If this past weeks’ weather wasn’t enough to convince you that Winter has finally surrendered to Spring, turned in her sleet and shivers, and seen them bagged and tagged, then tucked in the safe where she can claim them in the Fall, if Wallingfordians frolicking about the May Pole in Gas Works Park left you still not entirely sure we had transitioned from the cold wet season to the tepid wet season, then get yourself to Meridian Park this Wednesday for some incontrovertible evidence of the change, because Wednesday kicks off the always popular, bucolic Wallingford Farmers Market.
The Wallingford Farmers Market runs Wednesdays 3:30 – 7:00 PM starting this May 17, and will continue until late September. Chefs are welcome starting at 3:00 PM.
There’s an ever rotating cast of vendors, but it always involves fresh fruit from orchards, some vegetables and roots, a line for quesadillas, baked goods, local wines and kombuchas, a popsicle or ice cream option and then an assortment of surprises. The best surprise, though, is when the weather cooperates, and half of Wallingford flops down on the grass and the kids run off in packs doing what kids in packs do, and then there’s someone playing a violin or some wind instrument thought extinct since the late 17th century, and someone gets up to dance but trips over someone’s bike, and everybody laughs and then someone ends up either dancing or getting a ride on a bike or maybe both at the same time. And it’s Spring time in Wallingford and we haven’t seen each other since the rains came and it’s so good to be out in the sun.

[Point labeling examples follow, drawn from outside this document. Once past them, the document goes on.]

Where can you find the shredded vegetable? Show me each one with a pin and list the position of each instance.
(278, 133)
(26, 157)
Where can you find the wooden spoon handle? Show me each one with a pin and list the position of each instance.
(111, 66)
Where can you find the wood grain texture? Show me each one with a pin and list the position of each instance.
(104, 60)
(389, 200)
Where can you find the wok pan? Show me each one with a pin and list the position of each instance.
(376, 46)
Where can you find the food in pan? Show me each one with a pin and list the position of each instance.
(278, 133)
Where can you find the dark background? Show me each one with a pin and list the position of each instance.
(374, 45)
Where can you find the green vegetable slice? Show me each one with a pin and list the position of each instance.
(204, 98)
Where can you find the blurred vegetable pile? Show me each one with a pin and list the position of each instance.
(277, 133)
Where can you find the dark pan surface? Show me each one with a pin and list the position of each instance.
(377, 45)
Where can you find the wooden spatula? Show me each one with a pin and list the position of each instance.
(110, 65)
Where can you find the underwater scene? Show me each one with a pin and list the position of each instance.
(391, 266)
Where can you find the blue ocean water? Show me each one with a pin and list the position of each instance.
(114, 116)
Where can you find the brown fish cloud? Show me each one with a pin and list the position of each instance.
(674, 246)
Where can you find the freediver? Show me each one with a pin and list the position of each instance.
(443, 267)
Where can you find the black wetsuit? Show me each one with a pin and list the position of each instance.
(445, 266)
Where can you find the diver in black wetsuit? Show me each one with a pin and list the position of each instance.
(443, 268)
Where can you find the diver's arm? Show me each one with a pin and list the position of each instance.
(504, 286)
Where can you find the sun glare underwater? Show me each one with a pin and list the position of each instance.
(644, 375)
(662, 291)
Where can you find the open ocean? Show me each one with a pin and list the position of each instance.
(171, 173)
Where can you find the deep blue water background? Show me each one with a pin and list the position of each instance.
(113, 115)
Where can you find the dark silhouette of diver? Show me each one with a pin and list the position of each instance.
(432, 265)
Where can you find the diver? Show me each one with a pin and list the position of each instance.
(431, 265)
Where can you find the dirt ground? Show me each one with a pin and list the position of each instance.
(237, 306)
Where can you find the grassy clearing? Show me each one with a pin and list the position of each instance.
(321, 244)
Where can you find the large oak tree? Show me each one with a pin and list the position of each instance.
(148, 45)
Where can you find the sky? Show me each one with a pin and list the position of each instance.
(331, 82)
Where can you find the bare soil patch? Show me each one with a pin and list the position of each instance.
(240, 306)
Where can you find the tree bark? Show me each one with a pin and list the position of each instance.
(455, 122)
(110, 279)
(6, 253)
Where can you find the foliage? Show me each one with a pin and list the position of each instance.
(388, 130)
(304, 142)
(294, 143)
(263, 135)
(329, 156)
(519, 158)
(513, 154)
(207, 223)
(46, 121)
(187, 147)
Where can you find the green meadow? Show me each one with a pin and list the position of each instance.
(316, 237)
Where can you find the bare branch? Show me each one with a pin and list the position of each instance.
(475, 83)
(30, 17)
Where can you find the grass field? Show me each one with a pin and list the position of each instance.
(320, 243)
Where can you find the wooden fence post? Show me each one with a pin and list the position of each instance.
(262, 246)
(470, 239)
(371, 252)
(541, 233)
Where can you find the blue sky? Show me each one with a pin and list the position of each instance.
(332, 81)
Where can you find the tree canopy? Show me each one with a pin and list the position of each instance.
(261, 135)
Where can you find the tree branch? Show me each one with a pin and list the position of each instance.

So come on down, ring in the Spring with your Vernal avocation.
Bless its heart! It needs lots of Bryan types to frequent it so it survives. My $15/hour wage obviates it as an option, by and large. Though I do go there as a luxury for strawberries. I wonder what Bryan K is having for dinner tonight. I’m having canned black beans from QFC and bulk rice.
Believe you me, my wife does her part for the farmer’s market.
“I’m having canned black beans from QFC and bulk rice.”
I know what that’s like. Can of red beans, can of black beans, and a boatload of rice in a big bowl was lunch for a week at one time in my life.